Se há profissão para a qual toda a gente julga estar habilitado é a de professor. É vulgar ouvir dizer "olha, se não encontrar mais nada, vou dar aulas".
Primeiro: ser PROFESSOR não é dar aulas. É muito, muito mais do que isso. Dar aulas, realmente, confesso, toda a gente pode dar: ponham-me um livro de Matemática, ou Biologia, ou História, ou Geografia, à frente, digam para abrir na página tal, fazer os exercícios tais e ver as soluções, que eu consigo. Ou ponham-me uma turma à frente, dêem-me uma bola e ponho-os a jogar futebol. E passaram 90 minutos. E foi "porreiro", dei uma aula. Mas isso, garanto-vos, não é ser professor.
Segundo: já viram alguém dizer " olha, se não arranjar nada, vou fazer umas operações", ou "vou dar umas consultas no Centro de Saúde", ou "vou construir umas casas", ou "vou gerir um banco"? Etc, etc. Não, pois não? Pois.
É por isso que fico piurça quando ouço falar sobre o ensino. A maioria das vezes os tatebitaites são ditos por pessoas que nunca estiveram no ensino, nunca estiveram numa escola, nunca foram professores. Passo-me dos carretos. Sobretudo quando, com ar doutoral, enjoado, erudito, desconfiado ou irónico, com uns papéis à frente e de caneta na mão, se referem à desmotivação dos alunos. "É preciso motivá-los, ir de encontro às suas necessidades, incentivá-los..". Agarrem-me! Então e o que é que a maioria do triste do professor faz todos os dias? Motivar como? Ó filho, deixa lá, não fizeste o trabalho que te mandei há 8 dias? Não trouxeste o livro nem o caderno? Não trouxeste a máquina de calcular nem papel para escrever? Deixa lá, não te traumatizes! Também quem é que se lembra de pedir para fazeres alguma coisinha? Tens o telemóvel? Então chega. Assim nem vens tão carregado. Faz mal às costas, bolas!". Agora pergunto: quem MOTIVA o professor? E porque é que ele tem de estar sempre, sempre motivado, sempre de sorriso na boca? Não pode perder a cabeça de vez em quando? Não pode EXIGIR nadinha? Querem experimentar? O que vale é que ainda há muuuuiiitos bons alunos. E não me refiro só às notas. Refiro-me também à educação, ao empenho, ao saber estar. Bem hajam! Eles e os Pais deles.
E também já não posso ouvir falar das "crianças" que vão ser obrigadas a ir para um ramo vocacional depois de chumbarem ( cuidado, não se pode dizer "chumbar"ou "reprovar", é "não transitar" - com reservas - ou "sem aproveitamento") duas vezes até ao 6º ano! É que nessa altura já serão "crianças" de 13-14 anos! Ainda não sabem o que querem. Pois não sabem não, só lá para os 50, com sorte. Claro que não podemos correr o risco de generalizar. Há casos e casos. Alguns não têm nada a ver com falta de estudo. Esses merecem reflexão e respeito.
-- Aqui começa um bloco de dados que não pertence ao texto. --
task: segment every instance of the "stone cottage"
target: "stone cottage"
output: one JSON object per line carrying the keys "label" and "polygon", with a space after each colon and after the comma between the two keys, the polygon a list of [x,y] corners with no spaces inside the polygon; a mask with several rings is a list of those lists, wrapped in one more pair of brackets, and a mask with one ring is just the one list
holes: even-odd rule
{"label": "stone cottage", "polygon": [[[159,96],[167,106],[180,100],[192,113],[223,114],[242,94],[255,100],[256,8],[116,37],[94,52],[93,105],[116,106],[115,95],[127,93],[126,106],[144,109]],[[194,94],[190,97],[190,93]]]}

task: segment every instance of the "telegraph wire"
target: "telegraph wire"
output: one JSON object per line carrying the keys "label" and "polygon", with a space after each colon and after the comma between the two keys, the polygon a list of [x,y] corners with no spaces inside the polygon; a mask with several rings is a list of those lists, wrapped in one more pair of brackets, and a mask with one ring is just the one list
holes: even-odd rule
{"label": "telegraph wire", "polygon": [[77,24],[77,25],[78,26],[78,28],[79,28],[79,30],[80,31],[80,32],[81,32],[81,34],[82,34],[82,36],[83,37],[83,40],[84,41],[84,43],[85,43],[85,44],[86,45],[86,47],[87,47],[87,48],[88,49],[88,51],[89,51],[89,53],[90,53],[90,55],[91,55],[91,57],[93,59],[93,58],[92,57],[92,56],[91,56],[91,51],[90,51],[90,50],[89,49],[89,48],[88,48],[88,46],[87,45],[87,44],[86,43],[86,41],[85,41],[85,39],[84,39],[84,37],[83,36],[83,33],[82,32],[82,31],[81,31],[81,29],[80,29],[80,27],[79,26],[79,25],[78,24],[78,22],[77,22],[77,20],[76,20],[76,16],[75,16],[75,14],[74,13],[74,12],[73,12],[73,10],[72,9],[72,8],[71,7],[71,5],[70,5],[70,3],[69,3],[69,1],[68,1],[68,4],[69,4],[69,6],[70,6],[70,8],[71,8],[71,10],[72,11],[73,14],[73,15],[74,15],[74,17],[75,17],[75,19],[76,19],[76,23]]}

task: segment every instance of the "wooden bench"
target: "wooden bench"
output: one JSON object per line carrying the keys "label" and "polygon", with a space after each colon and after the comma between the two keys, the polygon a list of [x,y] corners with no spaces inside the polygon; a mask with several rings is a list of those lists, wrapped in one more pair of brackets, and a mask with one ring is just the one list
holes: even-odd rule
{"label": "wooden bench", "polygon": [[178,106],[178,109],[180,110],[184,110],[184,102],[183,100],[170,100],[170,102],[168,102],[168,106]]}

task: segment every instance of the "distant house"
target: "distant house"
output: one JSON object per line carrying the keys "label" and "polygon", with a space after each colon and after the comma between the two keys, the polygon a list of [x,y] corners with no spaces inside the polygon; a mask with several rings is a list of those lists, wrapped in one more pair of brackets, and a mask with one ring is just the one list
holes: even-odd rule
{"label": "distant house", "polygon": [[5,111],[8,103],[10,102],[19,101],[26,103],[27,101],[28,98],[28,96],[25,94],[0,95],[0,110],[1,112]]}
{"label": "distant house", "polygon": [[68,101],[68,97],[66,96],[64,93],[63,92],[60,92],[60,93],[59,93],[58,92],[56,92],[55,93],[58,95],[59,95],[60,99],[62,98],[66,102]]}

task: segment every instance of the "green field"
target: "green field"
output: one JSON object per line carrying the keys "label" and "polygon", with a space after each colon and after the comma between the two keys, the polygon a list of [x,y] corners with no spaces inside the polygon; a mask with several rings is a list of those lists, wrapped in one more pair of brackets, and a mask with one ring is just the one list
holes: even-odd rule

Por mim, fazia um Decreto-Lei a proibir qualquer pessoa de legislar, sobre o ensino, sem ter passado uns anitos numa escola. Mas não numa escola - modelo, claro. Numa escola onde não há aquecimento, onde se escreve de luvas por causa do frio, onde há um computador para cada 100 alunos, onde se ouvem palavrões de fazer corar qualquer um, onde os estores não funcionam e não se vê nadinha para o quadro ou para a televisão, onde é melhor passar no corredor com um capacete no caso de levar com alguma coisa na cabeça, onde os funcionários se arriscam a ser puxados pelos colarinhos ou a levar uma peitaça à Luisão, onde é uma festa quando as cadeiras teem 4 pernas e não há desenhos ou palavras para maiores de 21 escritos nas carteiras e nas paredes, onde o professor é melhor assobiar para o lado ou espirrar desalmadamente a fingir que não viu aquele apalpanço ou beijocanço, etc, etc. E não tinham dificuldade em ser colocados. Há por aí destas aos montes. E pode começar por ti, ó Mário!
O problema é que a geração dos que têm agora 50-60 anos, são todos uns traumatizados por não terem podido fazer nada daquilo. Taditos.